Really thank for help. It's important to improve listen suggestions from expertise!!!!
import shapefile
import numpy
import numpy as np
from numpy import nonzero
from liblas import file as lasfile
from shapely.geometry import Polygon
from matplotlib.nxutils import points_inside_poly
# open shapefile (polygon)
sf = shapefile.Reader(poly)
shapes = sf.shapes()
# extract vertices
verts = np.array(shapes[0].points,float)
# open las file
f = lasfile.File(inFile,None,'r') # open LAS
# read "header"
h = f.header
# create a file where store the points
file_out = lasfile.File(outFile,mode='w',header= h)
chunkSize = 100000
for i in xrange(0,len(f), chunkSize):
chunk = f[i:i+chunkSize]
x,y = [],[]
# extraxt x and y value for each points
for p in xrange(len(chunk)):
x.append(chunk[p].x)
y.append(chunk[p].y)
# zip all points
points = np.array(zip(x,y))
# create an index where are present the points inside the polygon
index = nonzero(points_inside_poly(points, verts))[0]
# if index is not empty do this otherwise "pass"
if len(index) != 0:
c = [chunk[l] for l in index] #Is It correct to create a new list or i can replace chunck?
# save points
a = [file_out.write(c[m]) for m in xrange(len(c))] #use a = in order to avoid video print. Is it correct?
else:
pass #Is It correct to use pass?
f.close()
file_out.close()
code proposed by #Roland Smith and changed by Gianni
f = lasfile.File(inFile,None,'r') # open LAS
h = f.header
# change the software id to libLAS
h.software_id = "Gianni"
file_out = lasfile.File(outFile,mode='w',header= h)
f.close()
sf = shapefile.Reader(poly) #open shpfile
shapes = sf.shapes()
for i in xrange(len(shapes)):
verts = np.array(shapes[i].points,float)
inside_points = [p for p in lasfile.File(inFile,None,'r') if pnpoly(p.x, p.y, verts)]
for p in inside_points:
file_out.write(p)
f.close()
file_out.close()
i used these solution:
1) reading f = lasfile.File(inFile,None,'r') and after the read head because i need in the *.las output file
2) close the file
3) i used inside_points = [p for p in lasfile.File(inFile,None,'r') if pnpoly(p.x, p.y, verts)] instead of
with lasfile.File(inFile, None, 'r') as f:
... inside_points = [p for p in f if pnpoly(p.x, p.y, verts)]
...
because i always get this error message
Traceback (most recent call last):
File "", line 1, in
AttributeError: _exit_
Regarding (1):
First, why are you using chunks? Just use the lasfile as an iterator (as shown in the tutorial), and process the points one at a time. The following should get write all the points inside the polygon to the output file, by using the pnpoly function in a list comprehension instead of points_inside_poly.

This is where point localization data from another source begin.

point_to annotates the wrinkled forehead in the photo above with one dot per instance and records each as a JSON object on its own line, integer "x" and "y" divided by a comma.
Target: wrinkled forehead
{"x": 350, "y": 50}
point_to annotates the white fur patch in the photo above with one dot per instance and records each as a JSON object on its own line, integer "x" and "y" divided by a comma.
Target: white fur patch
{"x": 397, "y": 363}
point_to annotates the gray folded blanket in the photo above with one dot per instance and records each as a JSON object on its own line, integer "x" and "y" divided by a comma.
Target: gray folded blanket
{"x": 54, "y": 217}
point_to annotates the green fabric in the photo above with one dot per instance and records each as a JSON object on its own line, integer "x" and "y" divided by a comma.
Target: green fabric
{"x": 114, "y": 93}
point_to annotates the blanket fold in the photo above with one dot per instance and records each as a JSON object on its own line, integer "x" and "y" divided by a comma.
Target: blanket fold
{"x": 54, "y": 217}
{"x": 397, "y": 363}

from liblas import file as lasfile
import numpy as np
from matplotlib.nxutils import pnpoly
with lasfile.File(inFile, None, 'r') as f:
inside_points = (p for p in f if pnpoly(p.x, p.y, verts))
with lasfile.File(outFile,mode='w',header= h) as file_out:
for p in inside_points:
file_out.write(p)
The five lines directly above should replace the whole big for-loop. Let's go over them one-by-one:
with lasfile.File(inFile...: Using this construction means that the file will be closed automatically when the with block finishes.

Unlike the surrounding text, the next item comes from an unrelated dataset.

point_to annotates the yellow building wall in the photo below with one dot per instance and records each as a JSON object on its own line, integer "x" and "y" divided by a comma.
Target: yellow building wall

Now comes the good part, the generator expression that does all the work (the part between ()). It iterates over the input file (for p in f). Every point that is inside the polygon (if pnpoly(p.x, p.y, verts)) is added to the generator.
We use another with block for the output file
and all the points (for p in inside_points, this is were the generator is used)

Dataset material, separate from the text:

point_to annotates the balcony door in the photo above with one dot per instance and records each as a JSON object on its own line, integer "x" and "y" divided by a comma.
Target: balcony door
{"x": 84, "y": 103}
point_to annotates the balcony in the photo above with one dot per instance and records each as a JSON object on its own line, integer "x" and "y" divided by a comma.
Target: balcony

are written to the output file (file_out.write(p))
Because this method only adds the points that are inside the polygon to the list, you don't waste memory on points that you don't need!
You should only use chunks if the method shown above doesn't work.
When using chunks you should handle the exception properly. E.g:
from liblas import LASException
chunkSize = 100000
for i in xrange(0,len(f), chunkSize):
try:
chunk = f[i:i+chunkSize]
except LASException:
rem = len(f)-i
chunk = f[i:i+rem]
Regarding (2): Sorry, but I fail to understand what you are trying to accomplish here. What do you mean by "video print"?
Regarding (3): since you are not using the original chunk anymore, you can re-use the name. Realize that in python a "variable" is just a nametag.
Regarding (4): you aren't using the else, so leave it out completely.